Are Vaccinations Safe? Do They Cause Autism?
Are vaccinations safe?
The U.S. has the safest, most effective vaccinations in the world, thanks to stringent testing requirements implemented by the Food and Drug Administration (FDA). Even after a vaccine is approved, the FDA still monitors it for problems. Like any medication, vaccines can cause side effects. Most are mild: soreness or swelling at the injection site, a slight rash, or a mild 24-hour fever. A small number of children experience chills, high fever, and muscle ache. Severe reactions, such as seizures and brain damage, are extremely rare.

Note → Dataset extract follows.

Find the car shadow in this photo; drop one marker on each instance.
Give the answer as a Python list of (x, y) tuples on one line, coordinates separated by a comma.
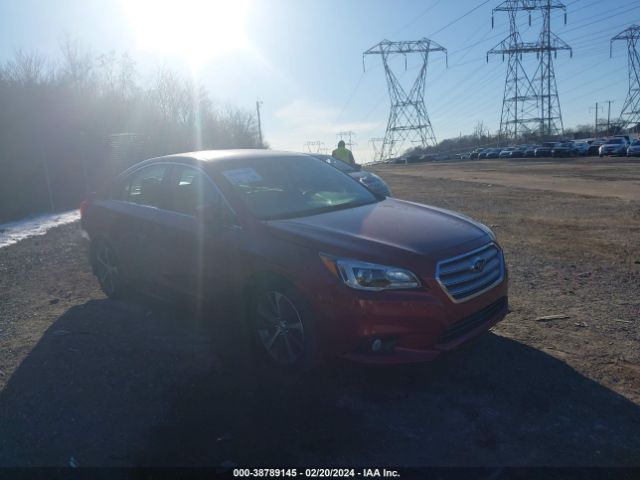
[(142, 383)]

Are infants getting too many shots too soon?
Infants' immature immune systems make them especially vulnerable to deadly diseases, so vaccinating early is critical. Exposing babies to a handful of different immunologic components (parts of a bacteria or virus that stimulate an immune response) in the form of a vaccine is nothing compared to the thousands of germs they encounter every day. "An infant's immune system is revved up from the moment he leaves the sterile womb," Dr. Feemster says. In fact, research suggests that babies can theoretically make antibodies to 100,000 vaccines at one time.
Do vaccinations cause autism?
No study has ever shown a connection between vaccines and autism. In 1998, the medical journal The Lancet published a study by British researcher Andrew Wakefield, M.D., conducted on eight children with autism. The study suggested a link between the measles-mumps-rubella (MMR) vaccine, intestinal problems, and, consequently, autism. The study was retracted in 2010 after studies conducted on hundreds of thousands of children failed to replicate his findings. In fact, these studies showed both vaccinated and unvaccinated children were equally at risk for autism. What's more, Dr. Wakefield lost his medical license after it was determined that he acted unethically when selecting study participants, used seriously flawed lab techniques, and fraudulently omitted key facts from his findings. In addition, studies have found no link between autism and thimerosal, a mercury-based preservative once used in vaccines. All vaccines marketed in the U.S. and recommended for children 6 years or younger contain no thimerosal or only trace amounts (1 microgram or less per dose), with the exception of inactivated influenza vaccine. Concerned parents can ask for thimerosal-free flu shots or the nasal spray, which is available to kids age 2 and older.
What diseases are making a comeback?
Any disease can make a comeback if people stop getting vaccinated. There were more than 27,000 incidents of whooping cough (pertussis) in the U.S. in 2010. Studies show that children who skip the pertussis vaccine are 23 times more likely to get sick with the disease than those who are vaccinated, and outbreaks are especially common in schools and day cares. Measles is another reemerging disease. More than 200 unvaccinated American children and adults became ill with measles in 2011 after being exposed to it by infected international travelers. Some parents who forego the varicella vaccine also expose their children to chickenpox, which causes itchy blisters (pox), fever, and fatigue. It also can lead to severe skin infection, scars, pneumonia, brain damage, and death.